Per gli esperti si tratta sì di un attacco senza precedenti, ma non così innovativo da punto di vista tecnologico. Secondo quanto riferito da molti testimoni, alcune persone hanno sentito i cercapersone – i cosiddetti pager, utilizzati perché più difficilmente intercettabili dai servizi segreti – riscaldarsi, riuscendo a sbarazzarsene in tempo. Altri, meno attenti, sono rimasti feriti, persino mortalmente. Una modalità d’azione propria del Mossad, l’agenzia di intelligence iraniana, secondo l’analista Ronen Solomon. Sulla stessa lunghezza d’onda Michael Horowitz, responsabile dell’intelligence di Le Beck International.

Quello che sembra chiaro è che i cercapersone siano stati venduti al gruppo sciita da una società iraniana. Ma come è stato possibile manometterli? L’esperto di cyber security Claudio Telmon ha citato tre ipotesi. Come evidenziato dal Sole 24 Ore, due contemplano la necessità che Israele sia riuscita a mettere le mani su ogni dispositivo, intercettando il carico destinato. In tal caso, l’esplosivo sarebbe stato inserito vicino alla batteria, causando una reazione a catena. In una ipotesi c’è il citato utilizzato di un malware, un trojan, capace di aprire una porta nascosta su un sistema, utilizzabile dai terzi che l’hanno installata. L’alternativa è rappresentata dall’uso di speciali frequenze radio, così da istruire i pager ad azionare l’esplosivo. La terza e ultima possibilità non contempla l’utilizzo di esplosivo: i responsabili dell’attacco potrebbero aver surriscaldato i cercapersone con comandi a distanza, facendo saltare in aria la batteria.

Come evidenziato dall’esperto di cyber security Pierguido Iezzi all’Adnkronos, non è la prima volta che Israele ricorre a operazioni di questo tipo. Circa trent’anni fa lo Shin Bet uccise “l’Ingegnere” Yahya Ayyash, capo degli attentatori di Hamas, attraverso un’esplosione tramite un cellulare. Il Mossad, invece, aveva assassinato un esponente palestinese a Parigi trasformando il telefono della sua abitazione in una trappola: dopo averlo riempito di esplosivo, hanno trasmesso l’impulso decisivo quando il bersaglio aveva risposto ad una chiamata.

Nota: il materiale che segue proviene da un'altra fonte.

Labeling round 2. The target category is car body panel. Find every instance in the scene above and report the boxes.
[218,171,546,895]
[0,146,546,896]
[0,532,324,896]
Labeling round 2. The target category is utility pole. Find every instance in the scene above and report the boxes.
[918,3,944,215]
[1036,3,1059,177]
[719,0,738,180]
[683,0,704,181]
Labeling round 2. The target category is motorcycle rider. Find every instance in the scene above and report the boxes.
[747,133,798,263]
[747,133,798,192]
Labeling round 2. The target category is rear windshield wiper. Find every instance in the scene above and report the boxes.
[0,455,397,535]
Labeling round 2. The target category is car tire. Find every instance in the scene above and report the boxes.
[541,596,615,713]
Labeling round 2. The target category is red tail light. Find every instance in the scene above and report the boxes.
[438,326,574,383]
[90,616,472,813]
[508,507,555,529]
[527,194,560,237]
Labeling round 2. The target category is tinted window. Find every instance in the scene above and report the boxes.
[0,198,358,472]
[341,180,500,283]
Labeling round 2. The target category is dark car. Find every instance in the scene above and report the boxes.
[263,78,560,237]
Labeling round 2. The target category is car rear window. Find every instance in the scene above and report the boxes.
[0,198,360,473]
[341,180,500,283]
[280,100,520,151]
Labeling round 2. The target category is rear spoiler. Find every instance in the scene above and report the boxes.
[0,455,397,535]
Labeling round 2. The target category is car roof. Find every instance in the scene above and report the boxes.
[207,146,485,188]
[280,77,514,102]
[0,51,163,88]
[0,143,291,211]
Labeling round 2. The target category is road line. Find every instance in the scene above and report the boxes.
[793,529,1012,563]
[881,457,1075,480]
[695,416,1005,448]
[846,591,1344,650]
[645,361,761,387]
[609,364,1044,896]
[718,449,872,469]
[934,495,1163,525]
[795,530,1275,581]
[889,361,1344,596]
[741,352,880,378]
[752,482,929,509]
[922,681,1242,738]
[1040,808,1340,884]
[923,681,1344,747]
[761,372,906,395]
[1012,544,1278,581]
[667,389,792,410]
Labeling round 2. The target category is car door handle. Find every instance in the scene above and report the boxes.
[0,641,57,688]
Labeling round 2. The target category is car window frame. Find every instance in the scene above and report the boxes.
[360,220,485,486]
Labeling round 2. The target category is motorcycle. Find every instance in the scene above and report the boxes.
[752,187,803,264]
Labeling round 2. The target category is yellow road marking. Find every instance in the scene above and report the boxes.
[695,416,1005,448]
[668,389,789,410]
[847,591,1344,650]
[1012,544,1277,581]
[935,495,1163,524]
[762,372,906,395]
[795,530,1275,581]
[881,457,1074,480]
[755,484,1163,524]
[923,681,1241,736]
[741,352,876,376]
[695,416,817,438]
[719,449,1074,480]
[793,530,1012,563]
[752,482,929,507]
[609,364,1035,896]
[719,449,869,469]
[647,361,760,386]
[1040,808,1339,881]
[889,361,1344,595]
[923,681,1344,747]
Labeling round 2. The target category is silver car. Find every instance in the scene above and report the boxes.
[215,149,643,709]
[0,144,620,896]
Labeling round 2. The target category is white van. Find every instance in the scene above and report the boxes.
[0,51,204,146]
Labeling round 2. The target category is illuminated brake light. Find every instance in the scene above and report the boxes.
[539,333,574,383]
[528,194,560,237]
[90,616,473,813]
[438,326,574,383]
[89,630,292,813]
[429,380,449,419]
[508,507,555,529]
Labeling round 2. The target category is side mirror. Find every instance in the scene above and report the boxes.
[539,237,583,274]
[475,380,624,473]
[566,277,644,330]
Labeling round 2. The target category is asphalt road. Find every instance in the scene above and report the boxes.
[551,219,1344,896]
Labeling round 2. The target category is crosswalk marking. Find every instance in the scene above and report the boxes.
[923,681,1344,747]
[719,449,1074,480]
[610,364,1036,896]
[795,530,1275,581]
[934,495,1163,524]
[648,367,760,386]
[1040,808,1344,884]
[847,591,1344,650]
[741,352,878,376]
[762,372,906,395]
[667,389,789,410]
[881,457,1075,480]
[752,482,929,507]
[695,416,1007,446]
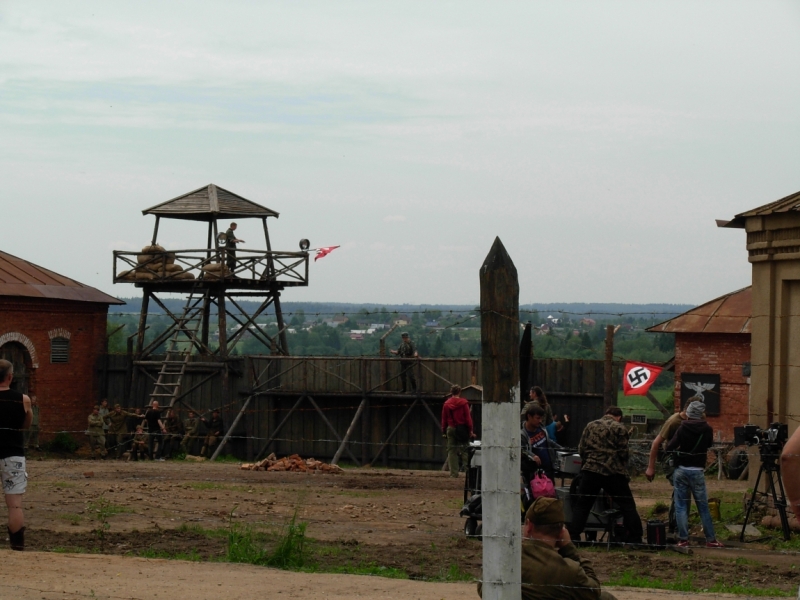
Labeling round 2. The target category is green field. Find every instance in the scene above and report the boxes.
[617,389,673,419]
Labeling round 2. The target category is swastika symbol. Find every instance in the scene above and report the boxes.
[628,367,650,388]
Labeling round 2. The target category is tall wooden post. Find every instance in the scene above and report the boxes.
[480,238,522,600]
[603,325,617,408]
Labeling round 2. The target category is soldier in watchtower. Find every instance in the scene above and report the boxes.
[390,331,419,394]
[225,223,244,272]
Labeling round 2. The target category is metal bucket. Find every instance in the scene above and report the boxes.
[647,521,667,548]
[708,498,722,521]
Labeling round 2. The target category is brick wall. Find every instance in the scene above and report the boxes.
[0,297,108,439]
[673,333,750,440]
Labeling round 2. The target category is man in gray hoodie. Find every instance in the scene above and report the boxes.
[667,401,723,548]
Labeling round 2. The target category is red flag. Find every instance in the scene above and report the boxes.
[314,246,339,262]
[622,362,663,396]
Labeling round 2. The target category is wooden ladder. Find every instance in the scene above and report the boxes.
[150,289,203,408]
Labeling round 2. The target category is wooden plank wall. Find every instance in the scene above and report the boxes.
[532,358,619,447]
[99,355,619,468]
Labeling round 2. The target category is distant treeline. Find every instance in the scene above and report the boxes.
[109,298,694,321]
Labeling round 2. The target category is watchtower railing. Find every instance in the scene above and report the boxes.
[114,248,308,286]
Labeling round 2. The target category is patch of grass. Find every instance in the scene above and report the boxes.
[53,481,78,489]
[135,548,203,562]
[333,490,383,498]
[87,496,130,542]
[318,563,408,579]
[607,569,697,592]
[42,431,80,454]
[227,513,308,570]
[58,514,83,525]
[214,454,242,465]
[439,563,475,581]
[647,500,669,518]
[187,481,253,492]
[606,569,794,597]
[50,546,89,554]
[176,523,228,538]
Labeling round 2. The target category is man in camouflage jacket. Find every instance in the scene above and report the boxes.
[390,331,419,393]
[569,406,642,543]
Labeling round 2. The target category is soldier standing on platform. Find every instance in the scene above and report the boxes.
[225,223,244,272]
[390,331,419,394]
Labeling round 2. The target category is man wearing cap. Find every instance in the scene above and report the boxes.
[519,385,553,427]
[667,400,723,548]
[390,331,419,394]
[644,396,697,533]
[478,498,616,600]
[569,406,643,544]
[442,385,475,477]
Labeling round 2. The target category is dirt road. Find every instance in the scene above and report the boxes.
[7,458,800,598]
[0,550,788,600]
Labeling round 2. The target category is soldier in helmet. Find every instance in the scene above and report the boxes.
[390,331,419,393]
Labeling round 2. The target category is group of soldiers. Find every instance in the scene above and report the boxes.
[87,400,224,460]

Può succedere anche con i nostri cellulari? Il motivo per cui Hezbollah utilizza i cercapersone è proprio per evitare intercettazioni da parte del nemico, non essendo questi dispositivi connessi a canali di comunicazione standard come i cellulari (WiFi o GSM). La domanda che tutti si pongono è: può succedere anche ai nostri cellulari? Sì e no. Paolo Dal Checco, consulente informatico forense, al Corriere spiega che “le batterie al litio dei cellulari, ma anche quelle degli elettrodomestici, così come dei monopattini e delle auto elettriche, sono sì soggette a incendi ma difficilmente possono esplodere in maniera dirompente”. Insomma: “Che i nostri smartphone vengano fatti esplodere da remoto pare, quindi, altamente improbabile anzi quasi impossibile, a meno che non siano stati predisposti per farlo inserendovi una carica esplosiva”. È anche vero, tuttavia, che “in linea teorica” si potrebbe far scaldare da remoto una batteria “fino a danneggiarla, forse persino a farla gonfiare e prendere fuoco”. Non sarebbe però verosimile un’esplosione simile a quelle registratesi in Libano.

Di certo, l’attacco a Hezbollah conferma le potenzialità della tecnologia in guerra, ma allo stesso tempo spaventa. Fa paura. Il motivo è semplice: forse nessuno è e sarà mai davvero al sicuro. Se è possibile utilizzare persino un cercapersone per uccidere un uomo, tutto è possibile. La tecnologia è in grado di sfruttare qualsivoglia apparecchio, anche i più antichi. Del resto abbiamo tutti fatto i conti con le immagini degli attacchi realizzati con i droni, utilizzati sia per realizzare film che per fare saltare in aria i gruppi nemici. Figurarsi ipotizzare le potenzialità di un attacco realizzabile con le automobili, oggi tutte iper-tecnologiche, oppure con orologi e occhiali hi-tech.